Régia's experience reporting on this topic goes back more than a decade. In 2006, Régia was on her way to Lucas do Rio Verde, in Mato Grosso—one of the biggest world centres of mechanised farming—to lead a workshop on fighting deforestation, fires, and the preparation of medicinal herb gardens. She arrived in time to witness the tragedy caused by a plane that was spraying poison over the region and killed all the plants.
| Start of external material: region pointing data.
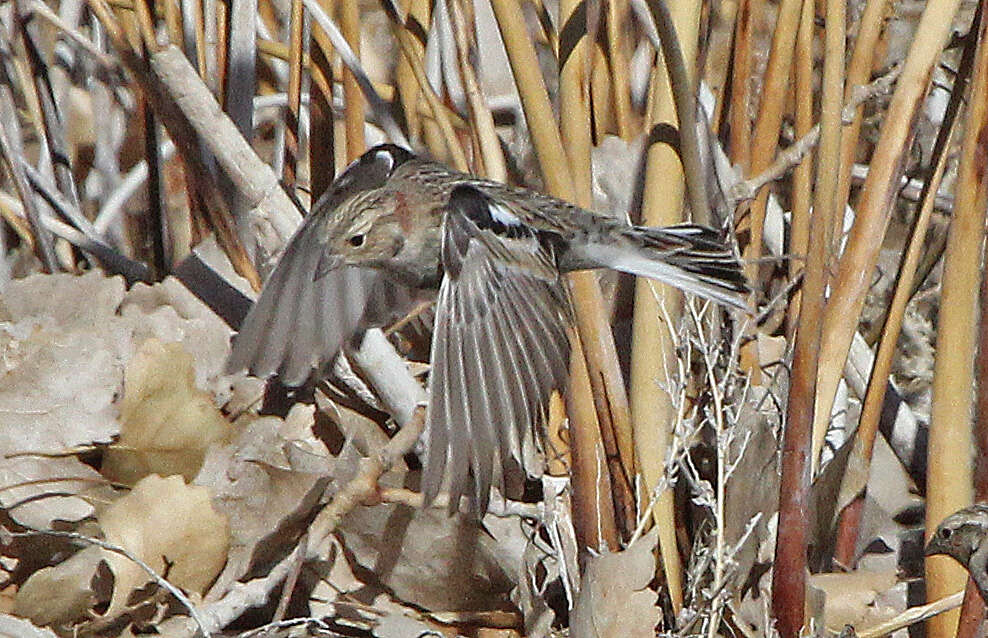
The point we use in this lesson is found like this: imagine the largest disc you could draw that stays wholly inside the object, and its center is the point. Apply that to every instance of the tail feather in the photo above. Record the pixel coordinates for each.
(692, 258)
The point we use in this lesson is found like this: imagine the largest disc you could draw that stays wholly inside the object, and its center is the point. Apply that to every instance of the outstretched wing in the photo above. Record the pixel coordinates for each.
(308, 307)
(499, 348)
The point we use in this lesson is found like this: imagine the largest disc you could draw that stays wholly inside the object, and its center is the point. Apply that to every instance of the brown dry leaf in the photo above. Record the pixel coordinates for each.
(59, 594)
(165, 523)
(268, 480)
(428, 559)
(60, 372)
(851, 597)
(20, 628)
(167, 424)
(615, 599)
(66, 340)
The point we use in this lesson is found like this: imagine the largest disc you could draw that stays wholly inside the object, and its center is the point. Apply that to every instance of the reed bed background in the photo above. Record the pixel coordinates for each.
(843, 145)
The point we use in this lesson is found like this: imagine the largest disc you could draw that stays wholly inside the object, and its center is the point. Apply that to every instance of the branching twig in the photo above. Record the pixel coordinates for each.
(364, 485)
(794, 154)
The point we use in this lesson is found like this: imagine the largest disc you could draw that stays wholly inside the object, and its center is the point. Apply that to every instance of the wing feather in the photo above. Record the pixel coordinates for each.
(302, 318)
(500, 347)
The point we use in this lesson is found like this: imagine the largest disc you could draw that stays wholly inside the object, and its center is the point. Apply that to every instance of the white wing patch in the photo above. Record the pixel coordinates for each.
(501, 215)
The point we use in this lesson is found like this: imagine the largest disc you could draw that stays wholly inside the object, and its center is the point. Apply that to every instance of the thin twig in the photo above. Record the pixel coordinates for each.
(157, 578)
(794, 154)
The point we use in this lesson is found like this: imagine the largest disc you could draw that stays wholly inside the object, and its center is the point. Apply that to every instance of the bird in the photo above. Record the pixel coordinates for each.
(395, 227)
(962, 537)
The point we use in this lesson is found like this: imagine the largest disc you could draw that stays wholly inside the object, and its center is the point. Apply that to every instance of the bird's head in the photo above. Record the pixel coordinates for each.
(960, 534)
(359, 210)
(374, 215)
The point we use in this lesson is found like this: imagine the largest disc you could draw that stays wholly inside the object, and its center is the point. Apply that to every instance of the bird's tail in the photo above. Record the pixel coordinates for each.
(692, 258)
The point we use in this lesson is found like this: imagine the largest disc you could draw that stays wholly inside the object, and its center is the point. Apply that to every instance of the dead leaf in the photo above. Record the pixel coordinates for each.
(167, 524)
(268, 480)
(61, 593)
(167, 424)
(615, 599)
(65, 341)
(19, 628)
(850, 598)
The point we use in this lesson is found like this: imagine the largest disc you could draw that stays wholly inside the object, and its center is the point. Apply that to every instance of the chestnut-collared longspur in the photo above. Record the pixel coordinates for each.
(393, 226)
(964, 537)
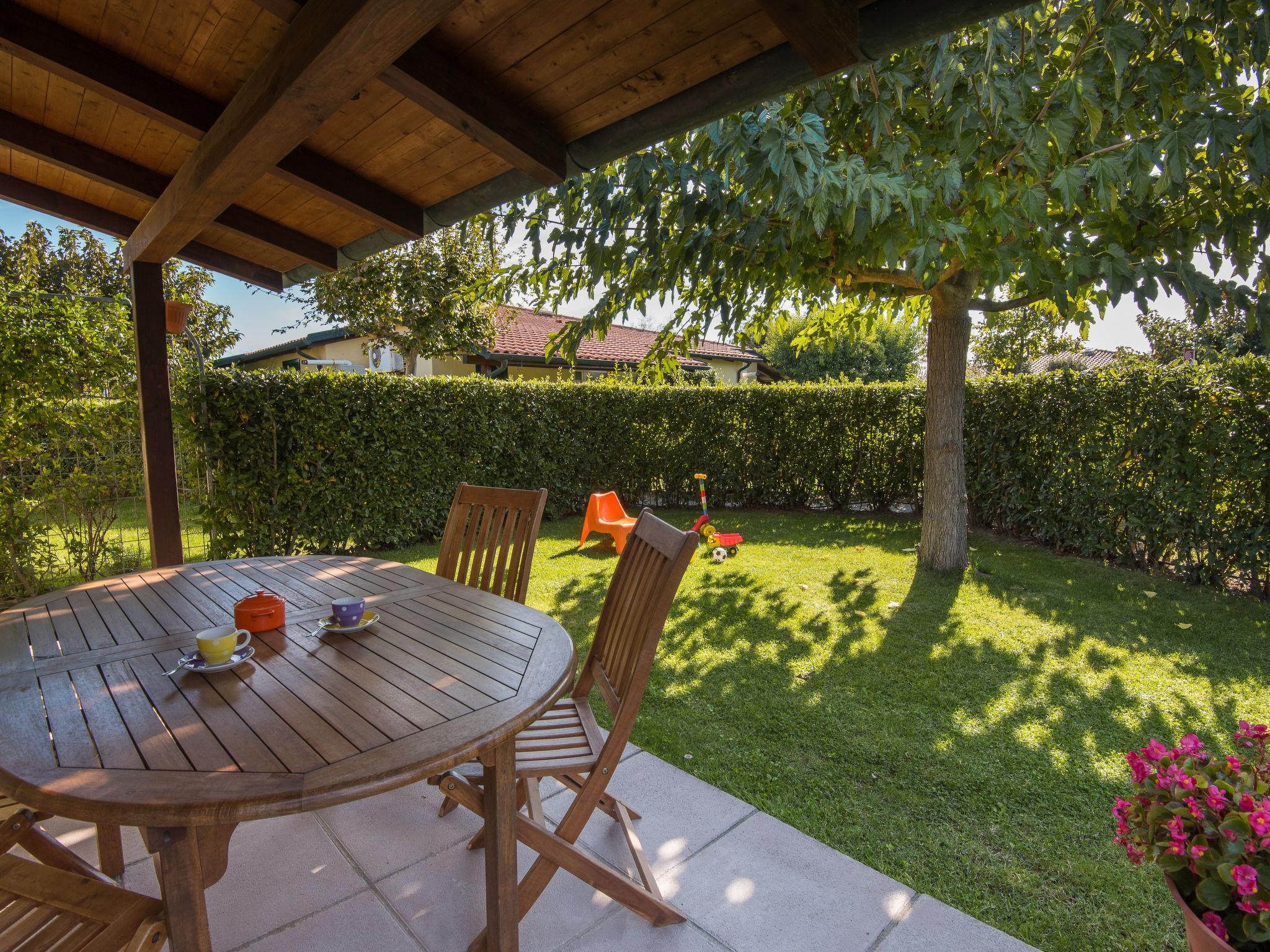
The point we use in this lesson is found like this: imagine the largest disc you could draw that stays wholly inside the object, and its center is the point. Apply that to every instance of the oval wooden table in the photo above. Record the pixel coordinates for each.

The terrible events were denounced to the authorities, stories were written, and scientific studies on the consequences were published years later, including one on the contamination of maternal milk by pesticides.

Thirteen years later as a record number of pesticides were authorised for use in Brazil, Régia returned to the region to interview residents and scientists about the new mass murder of bees caused by the indiscriminate use of pesticides in the Amazon and Cerrado biomes. Régia's reporting exposes how the death of the pollinators increasingly presents a real threat in the region.